Nowadays, scalable battery systems include huge number electronic components for the efficient monitoring, measurement and control of all safety- and customer-relevant functions. The battery electronics include the battery control unit including isolation monitoring and thermal management, power and voltage sensors, as well as cell voltage measurement and monitoring.

Deployment of PHEVs and BEVs with 400V and 800V systems, would require more accurate monitoring of cell voltage, temperature and current, requiring more electronics, complex wiring and control unit. This would make the entire system more expensive and more susceptible to reliability issues and failures. Therefore responding to varying EV application requirements, different BMS architectures would be available. Such BMS ICs could be directly placed on each cell with no/less wires and simpler controls, making the entire system more flexible and easy to integrate.
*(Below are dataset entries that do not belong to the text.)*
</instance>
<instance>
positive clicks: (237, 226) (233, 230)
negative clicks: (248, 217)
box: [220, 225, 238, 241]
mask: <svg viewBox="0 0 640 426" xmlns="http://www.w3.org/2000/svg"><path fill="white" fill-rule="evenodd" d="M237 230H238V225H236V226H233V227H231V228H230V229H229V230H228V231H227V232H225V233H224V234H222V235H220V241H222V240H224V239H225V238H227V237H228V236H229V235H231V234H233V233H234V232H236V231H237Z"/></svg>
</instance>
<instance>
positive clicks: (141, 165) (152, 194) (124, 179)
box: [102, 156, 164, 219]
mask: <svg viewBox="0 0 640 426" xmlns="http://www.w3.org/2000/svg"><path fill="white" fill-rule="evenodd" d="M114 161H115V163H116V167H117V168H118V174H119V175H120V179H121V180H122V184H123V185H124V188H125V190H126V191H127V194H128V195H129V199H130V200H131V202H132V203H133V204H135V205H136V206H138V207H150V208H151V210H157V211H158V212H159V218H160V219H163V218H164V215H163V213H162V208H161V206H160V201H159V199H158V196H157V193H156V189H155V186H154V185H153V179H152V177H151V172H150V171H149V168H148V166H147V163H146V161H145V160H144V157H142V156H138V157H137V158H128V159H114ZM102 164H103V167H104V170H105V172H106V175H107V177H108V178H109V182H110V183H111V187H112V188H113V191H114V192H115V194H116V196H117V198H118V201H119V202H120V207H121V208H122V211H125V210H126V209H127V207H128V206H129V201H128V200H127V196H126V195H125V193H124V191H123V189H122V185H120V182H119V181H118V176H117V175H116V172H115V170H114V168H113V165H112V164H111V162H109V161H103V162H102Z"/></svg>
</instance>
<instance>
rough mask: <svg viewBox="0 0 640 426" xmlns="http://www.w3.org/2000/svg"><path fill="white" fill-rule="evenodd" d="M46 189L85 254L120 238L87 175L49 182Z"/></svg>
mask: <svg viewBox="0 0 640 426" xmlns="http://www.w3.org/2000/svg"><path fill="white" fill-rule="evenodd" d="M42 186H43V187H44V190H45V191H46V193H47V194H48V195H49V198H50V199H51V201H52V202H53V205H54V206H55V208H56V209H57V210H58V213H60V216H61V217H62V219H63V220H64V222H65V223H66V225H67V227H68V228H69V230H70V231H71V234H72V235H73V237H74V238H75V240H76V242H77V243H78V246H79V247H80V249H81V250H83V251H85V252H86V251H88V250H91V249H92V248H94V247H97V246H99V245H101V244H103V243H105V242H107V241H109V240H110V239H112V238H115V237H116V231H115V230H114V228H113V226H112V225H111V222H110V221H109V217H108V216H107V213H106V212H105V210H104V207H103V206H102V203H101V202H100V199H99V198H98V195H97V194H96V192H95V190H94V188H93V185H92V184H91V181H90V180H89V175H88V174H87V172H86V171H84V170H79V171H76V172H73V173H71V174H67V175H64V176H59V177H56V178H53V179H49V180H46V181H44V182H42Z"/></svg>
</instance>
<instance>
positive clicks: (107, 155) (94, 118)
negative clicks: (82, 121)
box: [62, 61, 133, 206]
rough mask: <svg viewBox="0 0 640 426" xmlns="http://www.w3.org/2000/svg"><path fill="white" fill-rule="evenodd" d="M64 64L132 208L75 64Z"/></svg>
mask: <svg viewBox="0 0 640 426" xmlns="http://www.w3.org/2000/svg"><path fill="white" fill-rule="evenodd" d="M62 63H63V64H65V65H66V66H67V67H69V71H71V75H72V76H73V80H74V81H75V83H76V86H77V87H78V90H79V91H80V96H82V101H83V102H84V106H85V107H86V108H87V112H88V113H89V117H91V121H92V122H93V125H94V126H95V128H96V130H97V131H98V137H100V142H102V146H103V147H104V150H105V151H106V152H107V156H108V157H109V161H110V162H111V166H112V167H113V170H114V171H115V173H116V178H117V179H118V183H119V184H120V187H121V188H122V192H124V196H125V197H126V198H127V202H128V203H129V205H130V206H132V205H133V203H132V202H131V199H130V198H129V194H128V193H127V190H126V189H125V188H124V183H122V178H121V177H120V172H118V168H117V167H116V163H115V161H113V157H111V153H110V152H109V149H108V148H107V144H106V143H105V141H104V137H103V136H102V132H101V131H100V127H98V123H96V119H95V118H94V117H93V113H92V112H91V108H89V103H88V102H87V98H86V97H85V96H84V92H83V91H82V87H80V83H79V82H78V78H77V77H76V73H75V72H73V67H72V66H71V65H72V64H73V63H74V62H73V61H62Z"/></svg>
Additionally, to handle and process huge amount data of cells/modules/pack, the battery control unit would have more memory and computing power. The incoming battery data would be measured, processed, calculated, diagnosed and communicated. Based on the huge amount of battery data available, the entire BMS system including control unit would not only enhance the pack performance and but would make it more secure in different operating conditions.